I always find it annoying getting those quote and ellipsis characters because with textmate + programming, you don't use them.
It is unusual to copy English (or whatever language) text directly into a program without having to add separate delimiters to that text. But most modern programming languages will not have any difficulty handling the text once it is property delimited.
Any systems that cannot handle Unicode correctly should be updated. Legacy character encodings will have no place in the future.
I think there's a simple explanation: MS Word converts these characters/sequences automatically as you type and a lot of text in the internet has been copied from this text editor.
Most of the articles I get for my site from other authors are sent as .doc file and I have to convert it. Usually, it contains these characters you've mentioned.
I'd also add one more: many different types of dashes instead of the hyphen. And also the low opening double quote (as seen in some european languages).
I usually let them stay in the text (all my pages are unicode). It's just important to remember it when playing around with regex etc (especially the dashes can be tricky and hard to spot).
HTML entities serve a triple purpose:
Being able to use characters that do not belong to the document character set, e.g., insert an euro symbol in a ISO-8859-1 document.
Escape characters that have a special meaning in HTML, such as angle brackets.
Make it easier to type characters that are not in your keyboard or are not supported by your editor, e.g. a copyright symbol.
Update:
My info is correct but I suspect I've answered the wrong question...
On the web, I would consider that markup adds semantic meaning, content does not. So it doesn't really matter which you use in this context.
Typographers would insist on “ and ”, where programmers don't care and just use regular old quotes ".
The key here is interoperability. There are different encoding schemes. As we've all been victim to, people paste content into an editor from WORD, which uses windows-1251 encoding. When you serve this content up via AJAX is usually breaks because AJAX uses UTF-8 encoding by default.
Office 2010 now allows for the saving of documents in UTF-8 format. Also, databases have different unicode encoding schemes. The best bet is to use UTF-8 end-to-end.
When you copy-pasta text that includes special characters, they will be left as they are.
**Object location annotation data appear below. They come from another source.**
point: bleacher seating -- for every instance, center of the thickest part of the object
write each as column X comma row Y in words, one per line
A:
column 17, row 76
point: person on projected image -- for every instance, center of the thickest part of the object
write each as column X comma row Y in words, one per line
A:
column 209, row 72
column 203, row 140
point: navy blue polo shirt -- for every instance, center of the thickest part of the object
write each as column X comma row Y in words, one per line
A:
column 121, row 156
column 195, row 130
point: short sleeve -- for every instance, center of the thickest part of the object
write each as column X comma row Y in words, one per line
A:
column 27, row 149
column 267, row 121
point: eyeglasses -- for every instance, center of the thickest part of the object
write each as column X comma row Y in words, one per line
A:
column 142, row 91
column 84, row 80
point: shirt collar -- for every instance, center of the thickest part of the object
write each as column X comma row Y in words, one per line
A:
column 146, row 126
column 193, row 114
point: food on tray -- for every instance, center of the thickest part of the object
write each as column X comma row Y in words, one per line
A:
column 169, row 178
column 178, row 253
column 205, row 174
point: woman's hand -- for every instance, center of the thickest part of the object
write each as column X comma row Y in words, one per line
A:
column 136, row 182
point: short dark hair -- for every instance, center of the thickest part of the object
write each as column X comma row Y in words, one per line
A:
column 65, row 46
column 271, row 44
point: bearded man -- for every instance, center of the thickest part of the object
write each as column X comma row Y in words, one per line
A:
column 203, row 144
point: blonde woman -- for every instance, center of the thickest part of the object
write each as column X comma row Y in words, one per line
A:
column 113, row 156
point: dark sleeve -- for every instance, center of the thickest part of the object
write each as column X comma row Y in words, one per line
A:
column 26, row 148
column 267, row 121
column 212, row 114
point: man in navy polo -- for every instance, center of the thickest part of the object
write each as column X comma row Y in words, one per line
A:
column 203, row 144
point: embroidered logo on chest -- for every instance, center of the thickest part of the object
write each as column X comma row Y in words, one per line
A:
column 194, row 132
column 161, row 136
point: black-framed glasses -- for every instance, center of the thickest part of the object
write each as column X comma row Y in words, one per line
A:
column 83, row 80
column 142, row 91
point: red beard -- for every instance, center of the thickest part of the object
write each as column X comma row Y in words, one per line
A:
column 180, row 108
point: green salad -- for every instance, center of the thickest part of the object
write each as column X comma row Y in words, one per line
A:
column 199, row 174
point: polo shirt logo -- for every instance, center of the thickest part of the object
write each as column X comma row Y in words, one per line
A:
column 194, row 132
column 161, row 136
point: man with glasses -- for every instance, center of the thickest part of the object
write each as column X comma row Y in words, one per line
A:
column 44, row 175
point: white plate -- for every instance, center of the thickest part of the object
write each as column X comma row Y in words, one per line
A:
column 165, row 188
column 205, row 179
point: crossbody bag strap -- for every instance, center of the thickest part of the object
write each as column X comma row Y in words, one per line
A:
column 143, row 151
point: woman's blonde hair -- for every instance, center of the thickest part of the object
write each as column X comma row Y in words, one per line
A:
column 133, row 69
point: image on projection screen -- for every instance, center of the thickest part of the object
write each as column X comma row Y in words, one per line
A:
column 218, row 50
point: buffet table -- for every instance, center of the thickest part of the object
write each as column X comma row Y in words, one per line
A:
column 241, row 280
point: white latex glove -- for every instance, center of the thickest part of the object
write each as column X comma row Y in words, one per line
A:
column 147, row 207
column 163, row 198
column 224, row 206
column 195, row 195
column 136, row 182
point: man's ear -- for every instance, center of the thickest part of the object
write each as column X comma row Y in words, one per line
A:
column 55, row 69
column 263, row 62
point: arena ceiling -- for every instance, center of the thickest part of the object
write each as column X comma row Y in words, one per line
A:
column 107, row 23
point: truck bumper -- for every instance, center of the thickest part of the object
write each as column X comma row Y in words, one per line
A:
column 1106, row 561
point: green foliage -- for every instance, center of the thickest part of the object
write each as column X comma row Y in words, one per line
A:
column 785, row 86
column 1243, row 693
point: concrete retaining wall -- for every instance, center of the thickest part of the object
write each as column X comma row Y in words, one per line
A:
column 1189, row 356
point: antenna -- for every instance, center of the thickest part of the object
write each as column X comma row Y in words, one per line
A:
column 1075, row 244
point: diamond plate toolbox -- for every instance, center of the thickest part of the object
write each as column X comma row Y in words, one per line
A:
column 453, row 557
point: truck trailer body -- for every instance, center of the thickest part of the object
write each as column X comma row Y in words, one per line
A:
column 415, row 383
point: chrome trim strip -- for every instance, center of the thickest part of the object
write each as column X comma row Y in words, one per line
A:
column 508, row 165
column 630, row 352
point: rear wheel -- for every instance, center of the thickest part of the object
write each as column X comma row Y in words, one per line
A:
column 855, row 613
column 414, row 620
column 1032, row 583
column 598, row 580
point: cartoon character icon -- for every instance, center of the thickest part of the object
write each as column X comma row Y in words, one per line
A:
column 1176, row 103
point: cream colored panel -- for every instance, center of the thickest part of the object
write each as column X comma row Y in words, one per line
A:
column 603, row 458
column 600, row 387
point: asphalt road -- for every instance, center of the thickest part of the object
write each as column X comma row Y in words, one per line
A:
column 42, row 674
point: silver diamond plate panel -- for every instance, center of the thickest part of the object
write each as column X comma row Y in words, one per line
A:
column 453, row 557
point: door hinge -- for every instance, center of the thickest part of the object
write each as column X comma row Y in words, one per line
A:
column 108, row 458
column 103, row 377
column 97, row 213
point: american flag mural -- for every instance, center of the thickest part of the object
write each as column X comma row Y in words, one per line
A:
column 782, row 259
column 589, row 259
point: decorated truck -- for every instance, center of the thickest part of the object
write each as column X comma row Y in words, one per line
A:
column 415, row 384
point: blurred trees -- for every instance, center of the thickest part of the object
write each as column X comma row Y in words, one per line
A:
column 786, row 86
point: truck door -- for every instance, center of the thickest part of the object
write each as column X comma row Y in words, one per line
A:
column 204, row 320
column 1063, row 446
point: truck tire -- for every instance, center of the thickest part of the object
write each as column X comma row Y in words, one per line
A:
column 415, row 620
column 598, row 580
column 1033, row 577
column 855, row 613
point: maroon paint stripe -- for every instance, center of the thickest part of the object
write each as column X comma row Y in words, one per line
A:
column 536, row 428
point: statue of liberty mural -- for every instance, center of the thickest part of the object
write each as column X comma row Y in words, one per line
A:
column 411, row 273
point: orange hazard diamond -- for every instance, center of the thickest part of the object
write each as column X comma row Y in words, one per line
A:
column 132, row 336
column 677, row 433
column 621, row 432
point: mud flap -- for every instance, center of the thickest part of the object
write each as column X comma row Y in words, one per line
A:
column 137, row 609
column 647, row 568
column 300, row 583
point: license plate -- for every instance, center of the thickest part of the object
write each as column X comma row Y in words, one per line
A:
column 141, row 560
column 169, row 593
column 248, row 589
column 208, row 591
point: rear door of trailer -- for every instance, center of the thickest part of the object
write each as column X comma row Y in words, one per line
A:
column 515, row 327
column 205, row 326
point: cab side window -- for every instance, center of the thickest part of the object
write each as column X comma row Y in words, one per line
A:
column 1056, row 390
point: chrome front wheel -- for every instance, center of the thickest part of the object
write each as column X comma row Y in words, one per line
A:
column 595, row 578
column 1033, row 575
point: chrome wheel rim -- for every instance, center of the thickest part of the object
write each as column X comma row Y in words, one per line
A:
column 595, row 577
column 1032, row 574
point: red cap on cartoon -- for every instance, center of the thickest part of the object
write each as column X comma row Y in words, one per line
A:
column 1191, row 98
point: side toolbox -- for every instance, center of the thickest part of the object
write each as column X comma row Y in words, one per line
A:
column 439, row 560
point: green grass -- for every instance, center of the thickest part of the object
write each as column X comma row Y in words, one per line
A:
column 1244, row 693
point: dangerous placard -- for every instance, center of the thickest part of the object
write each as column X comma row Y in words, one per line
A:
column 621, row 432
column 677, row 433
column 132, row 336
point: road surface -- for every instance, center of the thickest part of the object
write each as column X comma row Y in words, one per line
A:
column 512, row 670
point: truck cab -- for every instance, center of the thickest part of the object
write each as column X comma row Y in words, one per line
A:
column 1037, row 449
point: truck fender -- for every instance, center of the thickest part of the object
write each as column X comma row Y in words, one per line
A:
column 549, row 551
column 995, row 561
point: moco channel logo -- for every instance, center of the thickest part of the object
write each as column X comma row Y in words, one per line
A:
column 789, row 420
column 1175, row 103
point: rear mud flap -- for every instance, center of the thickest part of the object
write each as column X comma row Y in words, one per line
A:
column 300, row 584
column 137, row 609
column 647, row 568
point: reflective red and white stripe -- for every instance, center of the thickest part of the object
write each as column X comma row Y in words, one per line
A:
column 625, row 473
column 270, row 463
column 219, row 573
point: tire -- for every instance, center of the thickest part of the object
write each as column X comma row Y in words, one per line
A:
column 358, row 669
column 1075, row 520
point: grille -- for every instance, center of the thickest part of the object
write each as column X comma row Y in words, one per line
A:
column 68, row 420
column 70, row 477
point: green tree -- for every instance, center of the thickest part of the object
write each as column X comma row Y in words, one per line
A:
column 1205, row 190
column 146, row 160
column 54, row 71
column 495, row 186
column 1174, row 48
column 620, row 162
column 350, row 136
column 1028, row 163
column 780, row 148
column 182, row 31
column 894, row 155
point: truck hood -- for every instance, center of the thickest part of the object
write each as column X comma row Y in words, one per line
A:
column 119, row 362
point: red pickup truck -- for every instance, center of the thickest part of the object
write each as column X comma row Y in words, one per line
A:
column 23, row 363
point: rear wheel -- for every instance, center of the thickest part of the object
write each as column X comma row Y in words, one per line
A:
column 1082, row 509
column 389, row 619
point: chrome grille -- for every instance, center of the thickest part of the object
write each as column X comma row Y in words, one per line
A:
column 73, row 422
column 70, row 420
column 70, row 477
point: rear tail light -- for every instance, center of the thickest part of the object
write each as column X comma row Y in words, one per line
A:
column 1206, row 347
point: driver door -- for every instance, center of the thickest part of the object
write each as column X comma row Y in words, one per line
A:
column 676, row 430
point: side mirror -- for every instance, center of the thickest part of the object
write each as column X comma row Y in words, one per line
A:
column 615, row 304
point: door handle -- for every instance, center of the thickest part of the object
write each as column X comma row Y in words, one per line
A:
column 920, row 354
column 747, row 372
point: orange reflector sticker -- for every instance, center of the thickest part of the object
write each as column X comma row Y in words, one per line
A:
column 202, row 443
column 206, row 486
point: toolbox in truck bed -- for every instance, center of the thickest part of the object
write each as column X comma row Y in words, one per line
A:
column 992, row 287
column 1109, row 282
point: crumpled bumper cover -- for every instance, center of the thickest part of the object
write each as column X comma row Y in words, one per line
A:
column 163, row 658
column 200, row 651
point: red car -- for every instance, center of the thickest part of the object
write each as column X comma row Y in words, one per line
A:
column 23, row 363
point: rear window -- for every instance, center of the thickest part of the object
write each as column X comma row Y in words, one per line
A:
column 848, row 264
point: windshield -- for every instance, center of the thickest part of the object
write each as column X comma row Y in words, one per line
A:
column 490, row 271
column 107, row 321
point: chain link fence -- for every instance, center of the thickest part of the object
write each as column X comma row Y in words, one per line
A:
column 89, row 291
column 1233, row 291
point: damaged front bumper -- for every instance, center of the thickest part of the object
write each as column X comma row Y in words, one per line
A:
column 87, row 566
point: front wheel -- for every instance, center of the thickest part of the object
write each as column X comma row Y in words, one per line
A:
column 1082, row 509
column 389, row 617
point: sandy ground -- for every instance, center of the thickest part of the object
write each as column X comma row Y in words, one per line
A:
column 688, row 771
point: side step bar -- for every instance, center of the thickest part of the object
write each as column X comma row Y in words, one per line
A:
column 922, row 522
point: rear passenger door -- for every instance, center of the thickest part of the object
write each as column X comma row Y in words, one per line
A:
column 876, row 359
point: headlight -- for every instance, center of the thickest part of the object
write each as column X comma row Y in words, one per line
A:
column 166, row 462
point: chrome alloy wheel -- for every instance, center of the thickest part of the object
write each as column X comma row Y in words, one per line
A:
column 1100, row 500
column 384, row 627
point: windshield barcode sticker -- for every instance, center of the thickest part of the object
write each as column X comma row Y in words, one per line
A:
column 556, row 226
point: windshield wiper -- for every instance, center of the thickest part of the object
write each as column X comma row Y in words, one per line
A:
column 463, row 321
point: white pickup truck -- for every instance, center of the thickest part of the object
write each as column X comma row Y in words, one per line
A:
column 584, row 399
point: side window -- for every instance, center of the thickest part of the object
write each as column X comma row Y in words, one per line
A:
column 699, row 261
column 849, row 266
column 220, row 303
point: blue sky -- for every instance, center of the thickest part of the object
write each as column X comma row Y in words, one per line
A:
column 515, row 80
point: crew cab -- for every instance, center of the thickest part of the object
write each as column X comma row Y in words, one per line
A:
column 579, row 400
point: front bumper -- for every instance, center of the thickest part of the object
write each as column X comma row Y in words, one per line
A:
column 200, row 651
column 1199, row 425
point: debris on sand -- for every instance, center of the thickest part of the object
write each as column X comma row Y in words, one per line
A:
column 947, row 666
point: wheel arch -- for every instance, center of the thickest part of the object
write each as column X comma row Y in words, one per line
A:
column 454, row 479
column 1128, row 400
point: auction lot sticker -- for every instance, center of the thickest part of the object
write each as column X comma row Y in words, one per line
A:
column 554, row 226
This is perfectly fine if the characters match the charset used by the webpage.
HTML entities are just a convenience for producing specific characters in any character set. Keyboards tend not to have keys to get symbols like ©, so the HTML entity is a shortcut.
I'm going to generalize and say that most of the time the content is UTF-8 (please correct me if I'm wrong). The copied characters are usually copied correctly and everything works great, if they aren't copied correctly, or the charset is subject to change, or you're after i18n support, go with the HTML or XML entities. Otherwise, leave them as they are, the browser will display them just fine.